Na avaliação desse pessoal é que os problemas do Brasil derivam do excesso de Estado. Para eles, há uma presença exagerada do Estado na atividade economia, desde as empresas como o Banco do Brasil e os Correios. Ao contrário do que qualquer pessoa estude, para eles, o desenvolvimento dos países se passa pelo Estado mínimo.
Isso retira a capacidade do Estado de oferecer serviços e produtos de qualidade à população. Você deixa dar o serviço postal ou até de créditos, virando um fator de ganho do capital privado. Na área de educação, houveram a venda de sistemas de ensino para fundos financeiros norte-americanos. Isso não é solução para a sociedade brasileira.

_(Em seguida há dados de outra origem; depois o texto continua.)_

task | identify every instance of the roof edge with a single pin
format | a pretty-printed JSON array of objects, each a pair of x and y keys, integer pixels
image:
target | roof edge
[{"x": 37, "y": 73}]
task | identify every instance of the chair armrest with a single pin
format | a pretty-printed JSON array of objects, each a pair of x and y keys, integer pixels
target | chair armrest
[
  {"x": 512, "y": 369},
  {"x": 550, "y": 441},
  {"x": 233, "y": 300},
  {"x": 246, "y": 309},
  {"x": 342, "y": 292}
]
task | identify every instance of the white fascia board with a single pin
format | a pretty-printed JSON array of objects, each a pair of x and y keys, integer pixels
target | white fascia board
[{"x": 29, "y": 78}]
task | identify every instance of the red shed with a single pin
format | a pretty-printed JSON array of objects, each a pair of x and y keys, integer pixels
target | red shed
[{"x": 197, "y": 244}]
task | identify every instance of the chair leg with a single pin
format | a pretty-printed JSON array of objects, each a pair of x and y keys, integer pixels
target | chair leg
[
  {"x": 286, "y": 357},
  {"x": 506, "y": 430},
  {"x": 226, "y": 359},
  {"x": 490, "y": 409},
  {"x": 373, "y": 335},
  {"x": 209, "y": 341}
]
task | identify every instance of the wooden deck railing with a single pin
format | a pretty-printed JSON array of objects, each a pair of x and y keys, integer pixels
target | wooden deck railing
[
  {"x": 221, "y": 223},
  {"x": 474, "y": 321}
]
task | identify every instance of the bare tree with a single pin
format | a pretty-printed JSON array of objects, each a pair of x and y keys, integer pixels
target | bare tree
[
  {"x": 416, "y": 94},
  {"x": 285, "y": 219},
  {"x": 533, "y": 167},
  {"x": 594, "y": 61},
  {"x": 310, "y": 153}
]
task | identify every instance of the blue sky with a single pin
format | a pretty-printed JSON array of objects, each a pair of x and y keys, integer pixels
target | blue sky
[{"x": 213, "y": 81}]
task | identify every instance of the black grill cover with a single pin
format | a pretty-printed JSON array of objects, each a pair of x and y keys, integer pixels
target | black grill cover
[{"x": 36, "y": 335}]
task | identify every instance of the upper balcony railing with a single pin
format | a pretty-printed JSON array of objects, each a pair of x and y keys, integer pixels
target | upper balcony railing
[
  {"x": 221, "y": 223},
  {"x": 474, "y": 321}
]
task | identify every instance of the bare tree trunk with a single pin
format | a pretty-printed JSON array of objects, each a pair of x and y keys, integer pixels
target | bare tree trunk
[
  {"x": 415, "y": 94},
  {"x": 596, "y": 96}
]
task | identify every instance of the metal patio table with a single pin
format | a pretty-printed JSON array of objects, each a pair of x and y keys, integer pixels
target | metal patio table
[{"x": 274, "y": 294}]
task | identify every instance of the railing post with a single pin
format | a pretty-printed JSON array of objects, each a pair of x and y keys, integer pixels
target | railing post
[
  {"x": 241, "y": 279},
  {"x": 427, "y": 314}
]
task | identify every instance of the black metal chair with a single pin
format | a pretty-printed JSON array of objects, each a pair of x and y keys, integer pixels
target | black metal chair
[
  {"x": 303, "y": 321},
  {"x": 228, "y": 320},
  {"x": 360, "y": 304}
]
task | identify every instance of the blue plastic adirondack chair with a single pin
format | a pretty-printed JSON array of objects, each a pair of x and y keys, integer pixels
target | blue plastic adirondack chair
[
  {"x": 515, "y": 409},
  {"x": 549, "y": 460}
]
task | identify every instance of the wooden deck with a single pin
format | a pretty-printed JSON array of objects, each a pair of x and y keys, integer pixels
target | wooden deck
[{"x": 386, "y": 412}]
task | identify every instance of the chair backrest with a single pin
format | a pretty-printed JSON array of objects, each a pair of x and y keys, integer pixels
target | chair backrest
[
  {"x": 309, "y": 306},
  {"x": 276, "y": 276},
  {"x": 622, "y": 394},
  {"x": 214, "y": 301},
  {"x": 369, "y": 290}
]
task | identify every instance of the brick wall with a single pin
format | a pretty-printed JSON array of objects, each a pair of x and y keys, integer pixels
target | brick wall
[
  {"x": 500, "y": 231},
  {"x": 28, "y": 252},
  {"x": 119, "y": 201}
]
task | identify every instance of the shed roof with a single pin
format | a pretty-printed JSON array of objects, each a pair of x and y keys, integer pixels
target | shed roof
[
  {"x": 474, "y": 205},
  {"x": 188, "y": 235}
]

Há um outro mito de que tudo se resolve dentro da ação de oferta e demanda. Em qualquer país no mundo percebe que é preciso a regulação da economia, seja nos bancos, nas operadoras de telecomunicações, nas geradoras de energia. Esses setores precisam ser regulados na qualidade dos serviços, quanto nas tarifas. Não é igual ir na feira, não gostar de um tomate da banca e poder ir em outro vendedor, quando se trata de setores oligopolizados, você precisa da presença do Estado.
A defesa do Estado mínimo ocorre quando o Brasil está longe do bem-estar social. A aplicação dessas diretrizes não faz muito sentido, né?
Basta lembrar os casos do início do neoliberalismo no mundo. A Margaret Thatcher, na Inglaterra, implementou isso há 40 anos, mas se percebe, hoje, que houve um retrocesso no ponto de vista social. Tanto é que houve a reversão dessa busca de redução de Estado.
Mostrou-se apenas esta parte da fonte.